An alternative solution would be a diode rectifier coupled to an IGBT circuit for DC/DC conversion. This approach would reduce harmonics in the DC used to power the electrolyzer. It would also provide a more flexible driver, to accommodate different modes of operation or operating conditions. However, for high current rectifiers of 20MW or above, thyristors are still the suggested approach.

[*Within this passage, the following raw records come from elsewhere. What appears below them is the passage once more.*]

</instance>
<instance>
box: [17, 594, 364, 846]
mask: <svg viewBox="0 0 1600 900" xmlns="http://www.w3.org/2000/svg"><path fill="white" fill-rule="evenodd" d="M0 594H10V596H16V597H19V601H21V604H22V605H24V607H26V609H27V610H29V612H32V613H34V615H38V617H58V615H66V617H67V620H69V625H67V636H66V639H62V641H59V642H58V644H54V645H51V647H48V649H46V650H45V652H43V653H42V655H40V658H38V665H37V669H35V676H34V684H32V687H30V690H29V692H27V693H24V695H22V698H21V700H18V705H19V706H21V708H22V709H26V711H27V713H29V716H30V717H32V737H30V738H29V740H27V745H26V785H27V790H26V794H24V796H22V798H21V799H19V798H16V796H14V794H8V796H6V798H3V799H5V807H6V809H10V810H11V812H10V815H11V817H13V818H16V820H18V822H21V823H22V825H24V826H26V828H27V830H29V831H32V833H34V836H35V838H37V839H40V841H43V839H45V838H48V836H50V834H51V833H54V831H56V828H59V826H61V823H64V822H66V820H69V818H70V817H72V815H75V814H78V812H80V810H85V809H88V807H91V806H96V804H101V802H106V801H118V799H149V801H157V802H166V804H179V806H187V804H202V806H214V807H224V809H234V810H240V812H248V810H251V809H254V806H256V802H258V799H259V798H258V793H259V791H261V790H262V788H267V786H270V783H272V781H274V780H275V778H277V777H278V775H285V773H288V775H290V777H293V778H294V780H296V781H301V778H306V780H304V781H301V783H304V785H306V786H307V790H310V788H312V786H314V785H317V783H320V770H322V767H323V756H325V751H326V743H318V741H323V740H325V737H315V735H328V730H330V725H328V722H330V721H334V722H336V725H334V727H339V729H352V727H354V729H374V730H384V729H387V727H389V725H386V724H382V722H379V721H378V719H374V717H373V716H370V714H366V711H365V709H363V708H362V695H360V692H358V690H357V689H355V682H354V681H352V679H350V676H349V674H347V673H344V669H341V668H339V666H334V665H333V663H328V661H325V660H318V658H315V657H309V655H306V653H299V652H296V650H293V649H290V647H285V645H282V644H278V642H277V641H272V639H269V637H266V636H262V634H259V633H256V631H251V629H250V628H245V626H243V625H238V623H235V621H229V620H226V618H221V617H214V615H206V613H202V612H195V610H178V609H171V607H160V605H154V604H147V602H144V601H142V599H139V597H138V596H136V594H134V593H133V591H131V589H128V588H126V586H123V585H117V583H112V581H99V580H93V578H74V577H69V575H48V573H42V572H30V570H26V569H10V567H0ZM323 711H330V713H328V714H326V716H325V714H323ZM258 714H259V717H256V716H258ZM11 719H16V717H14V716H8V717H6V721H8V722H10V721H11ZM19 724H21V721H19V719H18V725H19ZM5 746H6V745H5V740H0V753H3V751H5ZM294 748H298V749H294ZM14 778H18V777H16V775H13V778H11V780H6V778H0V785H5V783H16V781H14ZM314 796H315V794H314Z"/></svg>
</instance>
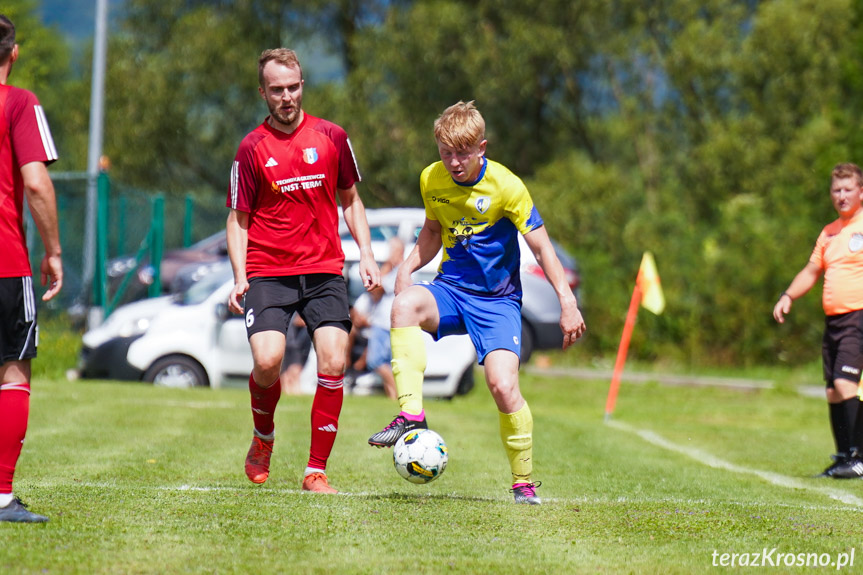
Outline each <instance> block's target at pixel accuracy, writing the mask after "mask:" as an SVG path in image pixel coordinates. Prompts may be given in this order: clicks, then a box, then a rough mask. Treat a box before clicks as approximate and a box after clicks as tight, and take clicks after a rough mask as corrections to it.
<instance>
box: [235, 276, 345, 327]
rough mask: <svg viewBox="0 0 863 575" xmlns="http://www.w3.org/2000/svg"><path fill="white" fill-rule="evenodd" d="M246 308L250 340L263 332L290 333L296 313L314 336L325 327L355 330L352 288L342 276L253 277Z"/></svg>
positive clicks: (246, 293) (252, 278) (246, 295)
mask: <svg viewBox="0 0 863 575" xmlns="http://www.w3.org/2000/svg"><path fill="white" fill-rule="evenodd" d="M244 307H245V310H246V333H247V334H248V336H249V337H251V336H252V334H255V333H258V332H261V331H280V332H282V333H287V331H288V326H289V325H290V322H291V316H292V315H293V314H294V312H297V313H299V314H300V317H302V318H303V320H304V321H305V322H306V326H307V329H308V331H309V333H310V334H313V333H315V330H316V329H318V328H319V327H321V326H324V325H333V326H336V327H339V328H341V329H343V330H344V331H346V332H348V333H350V331H351V317H350V312H349V308H348V288H347V285H346V284H345V278H343V277H342V276H340V275H335V274H308V275H301V276H284V277H256V278H251V279H250V280H249V291H248V292H246V299H245V303H244Z"/></svg>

Avnet carries the full range of power management solutions from Infineon, covering low and high power. This includes the OptiMOS™ power MOSFETs offered in a PQFN package using Infineon’s Source-Down technology. This involves flipping the silicon inside the package, so the source is connected to the PCB over the thermal pad rather than the drain. Other low-power solutions include the StrongIRFET and OptiMOS 5 and CoolMOS power MOSFETs, as well as the CoolGaN gallium nitride power MOSFETs.
High-power devices include Infineon’s IGBT EconoDUAL, EasyPIM and EasyPACK modules, supported by the EiceDRIVER family of gate driver ICs. The modules benefit from Infineon’s PressFIT mounting technology developed to offer reliable, solder-less power module mounting.
A hydrogen electrolyzer requires high power DC, which can be generated from an AC source or DC-DC coupled from a renewable energy supply.
Thyristors provide a simple but effective way of rectifying AC to DC in a hydrogen electrolyzer, but they offer little flexibility and harmonics will be present at the output.
A diode rectifier feeding into an IGBT-based DC/DC converter gives greater flexibility but is limited in the amount of power it can provide to a hydrogen electrolyzer
Conclusion
Green hydrogen holds a lot of promise, but there are many hurdles ahead. The hydrogen ecosystem is not currently geared toward its use as a green fuel, but it could be. It would require investment at every stage, and this is where the real challenges come.
Alongside this, innovators large and small continue to move forward, developing and improving the underlying technology that will be needed as and when the rest of the ecosystem catches up. At the current rate of change, that should happen soon.